Claudia Taylor (Lady Bird) Johnson (First Lady)
Born in a country mansion near Karnack, Texas, in 1912, Claudia Alta Taylor received the nickname Lady Bird as a young child. It is as Lady Bird that she is still known today.
Her mother, Minnie Pattillo Taylor, died when she was five and she was reared by her father, aunt and family servants. Claudia learnt much about the business world from her father, Thomas Jefferson Taylor, and studied at the University of Texas where she obtained a bachelors degree in Arts and in Journalism.
In 1934 Claudia met Lyndon Baines Johnson, then a Congressional secretary, and they married in November that same year. For a number of years her life was devoted to her husbands political career, and it was not until 1944 that she gave birth to their first child, Lynda Bird. Three years later the couple welcomed another child, Luci Baines.
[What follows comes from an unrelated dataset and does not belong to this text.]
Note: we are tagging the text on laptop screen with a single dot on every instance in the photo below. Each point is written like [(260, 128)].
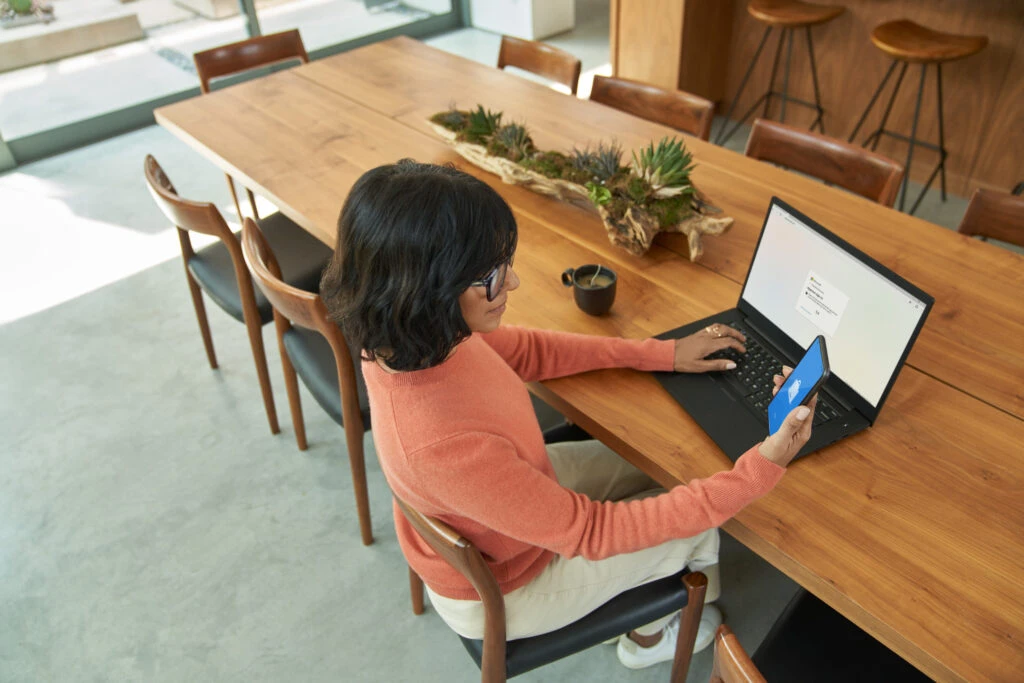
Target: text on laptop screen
[(807, 286)]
In 1960, and for the decade that followed, Claudia once again became heavily involved in her husbands political life. The couple moved to the Whitehouse following Kennedys murder, and she took highly active roles in both her own projects (such as the First Ladys Committee for a More Beautiful Capital) and her husbands war-on-poverty initiatives; particularly the Head Start project for pre-school children.
With the end of the Presidential term the couple moved back to Texas, where L.B. Johnson died in 1973. Claudia devoted her life to her husbands memory, her children and grandchildren; as well as continuing to support the many causes dear to her. In 1982 she founded the National Wildflower Research Centre (www.wildflower.org); she continues to support the Lyndon Baines Johnson Library (www.lbjlib.utexas.edu) and serves on the board of the National Geographic Society (www.ngs.org) as a trustee emeritus.